Retinopathy of prematurity (ROP) is among the most common morbidities affecting premature or low birth weight infants and is a major cause of long-term visual and non-vision related morbidity. ROP is a disease of low birth weight survivors, but is often preceded temporally by inflammatory conditions in both the prenatal and postnatal period. Limiting exposure to excess oxygen and the recent advent of anti- angiogenic compounds are the foundation of ROP treatment, but these approaches are compounded by increased mortality and poorer cognitive outcomes in low birth weight infants who are maintained at lower supplemental oxygen or received bevacizumab (anti-VEGF) for ROP. These findings indicate a poor understanding of disease pathogenesis and contribution of co-morbid diseases and inflammation to ROP development. Clinical observations of persons at risk for retinal neovascularization and inflammation, as seen in neurofibromatosis type 1 (NF1), suggest that inflammatory monocytes and macrophages play a vital role in aberrant retinal angiogenesis and ROP. Neurofibromin, the protein encoded by the gene causing NF1, functions as a master regulator of macrophage polarization, and inactivating mutations in the Nf1 gene result in mobilization of pro-inflammatory monocytes and macrophages in mice and humans.

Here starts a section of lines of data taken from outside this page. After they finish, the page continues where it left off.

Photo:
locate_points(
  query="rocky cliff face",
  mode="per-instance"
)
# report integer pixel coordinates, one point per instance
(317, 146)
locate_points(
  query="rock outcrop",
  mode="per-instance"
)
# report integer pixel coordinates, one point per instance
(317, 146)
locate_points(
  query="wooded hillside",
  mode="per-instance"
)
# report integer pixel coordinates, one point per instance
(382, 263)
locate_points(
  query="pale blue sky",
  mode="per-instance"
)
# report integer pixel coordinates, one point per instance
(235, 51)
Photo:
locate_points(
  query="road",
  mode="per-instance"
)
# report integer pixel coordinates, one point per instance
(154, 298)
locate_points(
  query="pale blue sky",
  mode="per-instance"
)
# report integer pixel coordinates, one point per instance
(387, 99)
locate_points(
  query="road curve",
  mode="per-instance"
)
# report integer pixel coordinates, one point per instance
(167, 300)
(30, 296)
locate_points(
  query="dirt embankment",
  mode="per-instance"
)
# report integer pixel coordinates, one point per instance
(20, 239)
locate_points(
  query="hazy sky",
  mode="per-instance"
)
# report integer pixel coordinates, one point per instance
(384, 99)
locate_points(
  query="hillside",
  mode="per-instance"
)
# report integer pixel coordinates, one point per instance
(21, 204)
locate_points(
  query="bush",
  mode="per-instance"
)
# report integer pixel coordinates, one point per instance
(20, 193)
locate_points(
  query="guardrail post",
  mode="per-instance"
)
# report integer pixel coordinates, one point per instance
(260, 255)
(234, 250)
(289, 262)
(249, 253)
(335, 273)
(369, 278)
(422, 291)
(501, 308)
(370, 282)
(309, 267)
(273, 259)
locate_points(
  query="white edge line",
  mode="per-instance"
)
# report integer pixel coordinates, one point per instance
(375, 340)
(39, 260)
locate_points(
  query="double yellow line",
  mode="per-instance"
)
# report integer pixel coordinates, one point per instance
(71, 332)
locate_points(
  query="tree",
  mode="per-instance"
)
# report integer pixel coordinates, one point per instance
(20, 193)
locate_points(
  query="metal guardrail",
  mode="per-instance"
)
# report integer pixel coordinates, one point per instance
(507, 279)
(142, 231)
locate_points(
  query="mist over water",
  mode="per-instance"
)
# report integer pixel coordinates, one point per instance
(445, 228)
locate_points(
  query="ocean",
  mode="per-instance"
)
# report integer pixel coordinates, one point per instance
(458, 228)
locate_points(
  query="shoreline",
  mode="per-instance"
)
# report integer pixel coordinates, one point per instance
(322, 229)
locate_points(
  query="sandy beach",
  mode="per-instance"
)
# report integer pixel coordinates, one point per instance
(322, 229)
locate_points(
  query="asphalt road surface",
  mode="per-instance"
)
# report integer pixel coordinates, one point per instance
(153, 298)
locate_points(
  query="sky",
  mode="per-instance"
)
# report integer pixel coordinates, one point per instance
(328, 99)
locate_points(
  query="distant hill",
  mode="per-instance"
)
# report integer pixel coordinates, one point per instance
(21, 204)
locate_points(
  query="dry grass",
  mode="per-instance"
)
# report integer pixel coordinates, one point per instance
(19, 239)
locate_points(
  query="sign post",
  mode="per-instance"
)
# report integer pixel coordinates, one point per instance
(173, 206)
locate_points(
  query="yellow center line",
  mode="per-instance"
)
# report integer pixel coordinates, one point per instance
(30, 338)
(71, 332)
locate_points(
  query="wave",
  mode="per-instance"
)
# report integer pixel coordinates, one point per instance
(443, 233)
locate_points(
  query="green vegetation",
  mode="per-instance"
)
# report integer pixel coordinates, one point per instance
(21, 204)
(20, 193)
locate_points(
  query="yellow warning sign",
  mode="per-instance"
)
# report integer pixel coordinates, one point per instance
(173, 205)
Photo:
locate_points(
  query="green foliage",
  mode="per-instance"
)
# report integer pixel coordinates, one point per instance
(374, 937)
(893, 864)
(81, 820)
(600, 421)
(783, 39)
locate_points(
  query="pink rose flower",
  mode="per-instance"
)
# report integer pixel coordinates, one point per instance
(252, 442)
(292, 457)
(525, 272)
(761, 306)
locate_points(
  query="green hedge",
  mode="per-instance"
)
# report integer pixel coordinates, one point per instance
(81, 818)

Neurofibromin-deficient macrophages take on a distinct molecular and metabolic phenotype, characterized by enhanced production of reactive oxygen and nitrogen species and over-dependence on glycolysis via upregulation of phosphofructokinase-1 (PFK-1) activity. Further, neurofibromin-deficient macrophages are pro-angiogenic, but also support pathologic retinal neovascularization.
In Aim 1, we will interrogate neurofibromin-regulated pathways that induce inflammatory macrophage polarization to identify how they promote endothelial cell proliferation, migration, and capillary formation.
Aim 2 will examine glucose uptake and utilization in neurofibromin- deficient macrophages using in vitro and in vivo techniques with specific focus on macrophage metabolism as a therapeutic target for the treatment/prevention of retinal neovascularization. Finally, in Aim 3, we will capitalize on pilot data demonstrating a mobilization of inflammatory monocyte subsets in neonates with severe ROP. Here, we will longitudinally examine circulating inflammatory monocytes in neonates ?at risk? for severe ROP to identify discrete monocyte subsets as a biomarker for ROP and define the contribution of neurofibromin-regulated signaling to inflammatory monocyte mobilization in neonates with ROP. At their conclusion, the proposed studies will define the contribution of inflammatory macrophages to pathologic retinal neovascularization and identify a biomarker for severe ROP requiring treatment.
Inflammation plays a key, yet poorly understood role in retinopathy of prematurity (ROP) development, which affects over 50% of infants designated as very low birth weight (less than 1,500 grams). We have discovered a novel protein, neurofibromin, that suppresses inflammation, and decreased expression of neurofibromin enhances inflammation and pathologic retinal angiogenesis in mice and humans. The major goal of our studies is to establish neurofibromin-regulated pathways that promote inflammation as novel therapeutic targets for ROP and determine the reliability of inflammatory monocytes as biomarkers for early, severe ROP.